Gooey internals: simplifying the graph
Last updated
Over the past few years, I’ve been building a frontend web framework called Gooey. This article is part of a series around how it works:
I haven't really talked much about what I'm actually doing with Gooey. So I'm gonna write about the problem I've been working on this past week.
Gooey uses a big directed graph to represent state dependencies.
I've been working on a change to its core: processing this dependency graph can sometimes be slow, and I want it to be very fast.
The dependency graph
This graph holds fields (individual pieces of state), collections (arrays of state), and calculations (functions that read other state and return a value).

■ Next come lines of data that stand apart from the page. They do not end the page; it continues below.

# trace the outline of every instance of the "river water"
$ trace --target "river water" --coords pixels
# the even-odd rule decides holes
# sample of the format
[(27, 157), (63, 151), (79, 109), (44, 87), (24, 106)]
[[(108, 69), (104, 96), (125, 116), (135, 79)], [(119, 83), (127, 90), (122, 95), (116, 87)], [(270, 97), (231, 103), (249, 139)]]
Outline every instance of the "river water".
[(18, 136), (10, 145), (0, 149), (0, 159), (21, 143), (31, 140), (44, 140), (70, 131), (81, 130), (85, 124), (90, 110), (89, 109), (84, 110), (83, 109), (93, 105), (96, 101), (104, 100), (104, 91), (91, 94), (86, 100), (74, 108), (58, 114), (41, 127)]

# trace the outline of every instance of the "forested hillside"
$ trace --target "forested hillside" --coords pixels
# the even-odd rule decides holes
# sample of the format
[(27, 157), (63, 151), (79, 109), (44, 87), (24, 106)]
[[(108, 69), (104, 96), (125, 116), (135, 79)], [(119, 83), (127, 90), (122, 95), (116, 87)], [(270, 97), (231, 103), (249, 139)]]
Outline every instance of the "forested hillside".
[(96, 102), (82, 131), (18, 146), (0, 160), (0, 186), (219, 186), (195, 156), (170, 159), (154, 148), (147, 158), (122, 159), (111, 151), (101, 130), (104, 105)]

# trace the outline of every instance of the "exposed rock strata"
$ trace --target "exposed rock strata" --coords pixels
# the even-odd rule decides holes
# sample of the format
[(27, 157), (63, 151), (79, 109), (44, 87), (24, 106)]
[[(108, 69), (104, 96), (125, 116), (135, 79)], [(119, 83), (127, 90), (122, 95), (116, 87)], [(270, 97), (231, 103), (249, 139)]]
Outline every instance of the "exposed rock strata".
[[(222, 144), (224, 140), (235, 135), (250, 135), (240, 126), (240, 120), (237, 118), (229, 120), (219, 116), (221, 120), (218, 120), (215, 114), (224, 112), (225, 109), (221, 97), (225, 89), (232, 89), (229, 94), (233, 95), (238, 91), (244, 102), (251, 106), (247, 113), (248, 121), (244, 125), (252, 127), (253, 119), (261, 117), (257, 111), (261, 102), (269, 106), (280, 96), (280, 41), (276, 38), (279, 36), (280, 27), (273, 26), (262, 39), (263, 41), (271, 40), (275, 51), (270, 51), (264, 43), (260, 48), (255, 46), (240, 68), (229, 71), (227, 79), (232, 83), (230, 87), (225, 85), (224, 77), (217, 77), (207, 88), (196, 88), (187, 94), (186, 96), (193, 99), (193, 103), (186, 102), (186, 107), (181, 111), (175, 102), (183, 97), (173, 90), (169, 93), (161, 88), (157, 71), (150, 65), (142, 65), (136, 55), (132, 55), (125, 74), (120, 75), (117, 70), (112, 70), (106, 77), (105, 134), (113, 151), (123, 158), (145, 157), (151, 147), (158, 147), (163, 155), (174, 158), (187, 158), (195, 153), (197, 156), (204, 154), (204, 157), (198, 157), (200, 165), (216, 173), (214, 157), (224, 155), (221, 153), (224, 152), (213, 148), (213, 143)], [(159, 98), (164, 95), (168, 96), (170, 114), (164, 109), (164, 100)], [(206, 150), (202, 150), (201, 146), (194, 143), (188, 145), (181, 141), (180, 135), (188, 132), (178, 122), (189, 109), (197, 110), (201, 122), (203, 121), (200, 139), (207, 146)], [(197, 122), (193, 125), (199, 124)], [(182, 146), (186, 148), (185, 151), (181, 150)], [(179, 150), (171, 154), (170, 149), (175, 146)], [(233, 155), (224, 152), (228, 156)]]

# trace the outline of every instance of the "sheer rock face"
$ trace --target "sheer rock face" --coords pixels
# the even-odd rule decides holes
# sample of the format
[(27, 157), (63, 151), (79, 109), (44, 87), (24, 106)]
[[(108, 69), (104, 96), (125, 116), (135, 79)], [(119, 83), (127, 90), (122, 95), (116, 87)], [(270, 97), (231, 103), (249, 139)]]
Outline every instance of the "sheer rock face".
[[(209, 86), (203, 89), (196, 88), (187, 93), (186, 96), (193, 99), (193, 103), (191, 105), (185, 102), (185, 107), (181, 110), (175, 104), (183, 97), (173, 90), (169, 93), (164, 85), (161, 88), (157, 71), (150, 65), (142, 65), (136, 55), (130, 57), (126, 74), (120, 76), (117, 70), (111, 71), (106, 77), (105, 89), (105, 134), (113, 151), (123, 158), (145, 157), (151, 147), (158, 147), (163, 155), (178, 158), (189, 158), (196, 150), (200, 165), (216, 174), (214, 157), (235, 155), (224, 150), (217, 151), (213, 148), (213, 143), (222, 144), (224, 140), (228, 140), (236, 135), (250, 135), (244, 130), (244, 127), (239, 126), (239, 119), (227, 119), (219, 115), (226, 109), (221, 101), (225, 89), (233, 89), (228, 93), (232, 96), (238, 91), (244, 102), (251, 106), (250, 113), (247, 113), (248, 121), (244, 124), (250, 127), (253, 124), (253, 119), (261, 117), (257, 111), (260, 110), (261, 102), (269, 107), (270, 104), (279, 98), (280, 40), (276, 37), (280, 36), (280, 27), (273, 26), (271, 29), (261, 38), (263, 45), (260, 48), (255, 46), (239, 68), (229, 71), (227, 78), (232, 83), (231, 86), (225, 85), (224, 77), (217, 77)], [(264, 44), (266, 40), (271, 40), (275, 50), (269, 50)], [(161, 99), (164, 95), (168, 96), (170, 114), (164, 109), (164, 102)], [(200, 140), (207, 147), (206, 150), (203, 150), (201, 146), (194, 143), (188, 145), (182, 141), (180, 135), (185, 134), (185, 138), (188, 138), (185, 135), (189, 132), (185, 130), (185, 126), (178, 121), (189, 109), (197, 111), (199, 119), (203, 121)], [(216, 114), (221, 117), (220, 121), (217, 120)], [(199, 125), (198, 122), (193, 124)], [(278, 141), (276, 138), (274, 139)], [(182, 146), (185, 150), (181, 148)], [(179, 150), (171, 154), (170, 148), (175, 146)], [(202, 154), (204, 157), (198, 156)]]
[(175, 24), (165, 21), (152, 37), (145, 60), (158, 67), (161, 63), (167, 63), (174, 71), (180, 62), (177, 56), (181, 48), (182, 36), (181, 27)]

When state changes, nodes in the graph are marked as "dirty" and dirty nodes in the graph are visited in topological order—if a dirty node has a value that has changed, the "dirty" bit propagates downward to nodes that depend on it.
This propagation is what powers Gooey, allowing its calculations to re-evaluate when their dependencies have changed and allowing state to be bound directly to the DOM.
For this to be efficient and correct, the graph needs to be processed in topological order. Dependencies need to be updated before the thing that depends on them can be updated.
So it must maintain a topological ordering of the graph, even when nodes/edges are added/removed. It needs to know that when the graph has changed shape, how to reorder the topological ordering to reflect this new shape.
And traversing the full graph to build this ordering is a linear-in-time operation with respect to the number of nodes & edges within the graph.
Linear is pretty good, but when you have large graphs, even linear operations can be slow.
Say you have a dependency graph with 10k nodes and 30k edges. If one additional node is added, it'd be disappointing if the engine had to visit all 40k elements to rebuild the full topological ordering.
Internally, the engine optimizes for small changes by being able to reuse the previously calculated ordering when building an updated topology. It only reorders the part of the topology that is related to the changes, which can significantly cut down on the number of elements visited.
But unfortunately there's a common operation that makes this optimization unusable: adding items to collections.
What is the topology of a collection?
When you have a collection of items that are rendered to JSX, like this:
The graph that is constructed in the initial state looks something like this:
The arrows represent the data dependencies, pointing in the direction that data flows.
Hopefully the structure makes sense. If you were to change the value of one of the numbers, the corresponding node gets
dirtied, the dirtiness "flows downward" following the arrows, and the corresponding transformed value in the
.mapView(...)
set of nodes gets recalculated.
For added items, imagine a new node being added to the top box, and then flowing downward to the bottom projected box, creating a new node down there.
The "emitter" and "consumer" node are special nodes that know about how to receive and pass forward the array events as these collections are changed.
Maintaining topological ordering is hard
Let's say the "Add number" button is clicked. A new value is pushed onto the end of our numbers
collection.
For the topological ordering to be correct, the new node needs to be inserted before the emitter and the calc
function that draws the last item.
This is unfortunate because inserting an item into the array that holds the topological ordering requires adjusting nearly all items—it shifts everything to the right by one. No optimization can reduce the scope of this insertion.
And this is our bottleneck. I want Gooey to have commonplace operations like adding an item to an array to be fast. This is not fast enough.
To solve this, I'm changing the representation of the graph itself. Today, collections have fine-grained nodes in the
graph, allowing the graph processing engine to propagate dirtiness in a simple (and fine-grained way). So if
something depends on just number[1]
, it will only be calculated if number[1]
changes.
What if instead the graph looked like this?
Instead of having a single node for each item in a collection, each collection is represented as a single node.
This is possible because the topological ordering of nodes in a collection always should be the same: there's never a need for something to be processed between two parts of the same collection.
However, getting to this state is a big change. The "dirty" propagation currently is done just by looking at the shape of the graph. If we reduce all collection item nodes to a single node, the collection needs to know a bit more info about what things are accessing which items and therefore how to propagate the "dirty" bit to the right downstream dependency.
So in our example, the numbers
collection needs to know that the calc
calculation only depends on numbers.length
and numbers[2]
. It doesn't depend on numbers[0]
or numbers[1]
, so when those indexes are changed, it doesn't need
to propagate dirtiness to the calc
calculation.
This means calculations need to keep track of the things that depend on it and which specific keys are needed.
And if calculations know about what depends on them, this also means the "emitter" and "consumer" nodes are unnecessary, which did that mapping.
This is a big refactor, and involves changing some core assumptions in how the graph processes items, especially in the presence of cycles.
I've been making (slow) progress on this, and hope the next version of Gooey includes this optimization, which should significantly improve the performance of small changes to large applications.